This terrible incident has continued to haunt many of us since it occurred last week for a number of reasons. Primarily, it is a ghastly illustration of the indifference that cities like this breed in people. The dead woman was Vidya Prabhudesai, a typist at the Reserve Bank of India. The motive for the attack is as old as the hills, dating back to the cave ages when men believed in dragging women by the hair to force them into submission.

The 41-year-old woman had spurned the marriage offer of 55-year- old Rafique Solanki. For this she was punished, with death. The man tried to kill himself too, by swallowing insecticide, but he has survived.

Of course, this is not the first instance of this kind of violence. There have been acid attacks on women by spurned lovers, stabbings, and other incidents of setting women on fire. Each such reported incident sets off shock waves for a few days - what is this anger that drives men to destroy those they claim they love? - and then life returns to normal.

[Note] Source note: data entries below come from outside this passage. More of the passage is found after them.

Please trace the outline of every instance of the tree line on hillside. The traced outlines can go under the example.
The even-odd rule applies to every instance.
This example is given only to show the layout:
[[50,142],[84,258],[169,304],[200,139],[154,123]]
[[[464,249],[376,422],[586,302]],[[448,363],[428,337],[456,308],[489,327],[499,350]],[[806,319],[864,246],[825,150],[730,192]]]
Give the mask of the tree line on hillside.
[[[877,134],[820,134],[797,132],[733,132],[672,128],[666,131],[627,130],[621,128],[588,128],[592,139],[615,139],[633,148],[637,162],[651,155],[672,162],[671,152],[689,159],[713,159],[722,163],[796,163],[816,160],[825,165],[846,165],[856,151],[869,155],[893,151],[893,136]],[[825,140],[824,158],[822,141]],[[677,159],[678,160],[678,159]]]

This is also not the first incident of this type of indifference. How many times do we stop to check whether the man we find sprawled out on a pavement is merely sleeping or is dead? Indifference to human life is also evident in the constant hit- and-run incidents that are reported, where people driving powerful cars mow down women, children, old people, young men and drive away. If you are looking after an elderly person in a city like Mumbai, you live with the constant fear that you will hear that they have been knocked down when crossing a road at an authorised pedestrian crossing. There is no security for the vulnerable.

We also know as city dwellers that big cities are anonymous places. People often do not know their neighbours. Everyone is fixated on survival, on getting to work, or getting back home. Nothing can slacken the pace of the phalanx of office-goers emerging from the various stations in Mumbai every morning or marching back each evening. Life is rough for the majority of people in this city; from housing, to water supply, to finding work it is an uphill battle. Thus, the lack of sentiment is sometimes justified.

Yet, not responding to a woman who screams as she is doused in kerosene and set alight in broad daylight stretches the limits of indifference. It represents a frightening aspect of modern life that should give all of us reason to pause. As the media celebrates every minor achievement of an Indian, including Amitabh Bachchan making it to Madame Tussaud's wax works in London, we need to open our eyes and ears and recognise what is really happening in this country.

For the start of a new decade, a new century, a new millennium has not altered the mindset where you subject to violence, or destroy, those who are different, or who disagree. Whether it is another community, another caste, or another gender, that is the attitude. As civilisation progresses, people are supposed to be able to talk, to negotiate, to arrive at mutually acceptable solutions without bludgeoning each other. Yet, we are clearly a long way from that. The incident also highlights the reality that laws alone cannot deal with crimes against women. You can tighten laws, you can try and make the implementing machinery more effective, but as long as this type of attitude prevails - where there is no tolerance of another perspective, where women are not given the right to refuse - then no law can intervene.

We know practically nothing about Prabhudesai except that she was a typist, that she was single, and that she was looking after an elderly parent. What we do know is that she was independent- minded enough to say "no" to something that she did not want, even if society decrees that women are more acceptable if they are married. For this she had to pay a terrible price. The message from her anonymous life is sad and utterly disturbing.